Mais qu'on les libère, suivant en cela les partisans de la « libération animale » ou qu'on s'en libère, comme y prétend l'industrie de la viande dont l'objectif est in fine de produire de la viande sans animaux grâce aux biotechnologies, le résultat serait le même : un monde sans animaux d'élevage.

Industriels et libérateurs refusent d'admettre que nous avons une dette envers les animaux d'élevage et que le paiement de celle-ci passe par la reconnaissance de la place des animaux dans le travail et dans le lien social.
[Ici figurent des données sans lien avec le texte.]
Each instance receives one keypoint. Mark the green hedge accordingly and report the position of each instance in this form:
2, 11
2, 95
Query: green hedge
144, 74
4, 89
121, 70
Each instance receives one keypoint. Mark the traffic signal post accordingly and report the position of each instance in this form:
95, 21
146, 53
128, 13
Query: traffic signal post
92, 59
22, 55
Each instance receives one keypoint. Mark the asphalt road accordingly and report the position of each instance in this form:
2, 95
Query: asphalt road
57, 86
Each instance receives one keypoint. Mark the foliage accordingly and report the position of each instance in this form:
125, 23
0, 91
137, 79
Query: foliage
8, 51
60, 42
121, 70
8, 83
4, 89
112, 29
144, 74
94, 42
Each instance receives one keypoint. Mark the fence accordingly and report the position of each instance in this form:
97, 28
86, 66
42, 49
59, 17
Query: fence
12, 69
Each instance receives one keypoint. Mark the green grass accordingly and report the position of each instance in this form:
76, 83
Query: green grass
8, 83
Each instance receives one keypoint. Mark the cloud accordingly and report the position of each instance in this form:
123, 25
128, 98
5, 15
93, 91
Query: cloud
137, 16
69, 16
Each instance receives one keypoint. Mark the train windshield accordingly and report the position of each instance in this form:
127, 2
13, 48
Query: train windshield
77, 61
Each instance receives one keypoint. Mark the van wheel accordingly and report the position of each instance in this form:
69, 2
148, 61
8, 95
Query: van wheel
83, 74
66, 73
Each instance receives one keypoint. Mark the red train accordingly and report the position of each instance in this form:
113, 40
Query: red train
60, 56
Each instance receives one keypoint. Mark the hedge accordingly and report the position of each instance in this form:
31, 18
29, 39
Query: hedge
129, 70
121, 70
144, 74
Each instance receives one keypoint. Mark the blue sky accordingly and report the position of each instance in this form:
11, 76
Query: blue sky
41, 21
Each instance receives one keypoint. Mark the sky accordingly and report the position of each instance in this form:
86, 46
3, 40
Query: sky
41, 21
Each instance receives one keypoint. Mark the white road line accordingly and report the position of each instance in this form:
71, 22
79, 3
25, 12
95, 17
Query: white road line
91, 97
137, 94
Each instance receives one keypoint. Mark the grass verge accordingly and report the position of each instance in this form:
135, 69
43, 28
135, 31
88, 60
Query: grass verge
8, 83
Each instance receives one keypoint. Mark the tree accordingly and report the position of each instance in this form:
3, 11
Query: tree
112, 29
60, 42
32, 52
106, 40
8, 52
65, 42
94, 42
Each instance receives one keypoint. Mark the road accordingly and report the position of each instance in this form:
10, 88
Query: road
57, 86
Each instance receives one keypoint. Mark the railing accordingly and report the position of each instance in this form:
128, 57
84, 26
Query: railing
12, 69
Car ce qui importe aujourd'hui en effet est sans doute moins, pour les animaux d'élevage comme pour nous, de se libérer du travail que de redonner au travail sa dimension émancipatrice. C'est pourquoi il est nécessaire de soutenir les systèmes d'élevage respectueux des travailleurs et des animaux dans leur diversité et leurs richesses. Ainsi que l'écrivait Marx, le travail est la voie de la liberté créatrice, de l’autonomie, le vecteur du lien entre les hommes et avec la nature. Mais contrairement à ce qu'il pensait, le travail n'est sans doute pas un propre de l'homme. Le travail pourrait-il être accompli si les animaux n'apportaient pas leur contribution à sa réalisation ? Mais ce qui est en jeu dans le travail pour les animaux, ce sont moins les finalités du travail que ses moyens. Les vaches ne collaborent sans doute pas à produire du lait. Elles collaborent sans nul doute par contre, et de manière intentionnelle, à la réalisation -ou non- du travail immédiat. Le caractère extra-ordinaire, inattendu, fabuleux, des liens entre humains et animaux portés par le travail en élevage en témoigne, les bêtes ne sont vraiment pas si bêtes.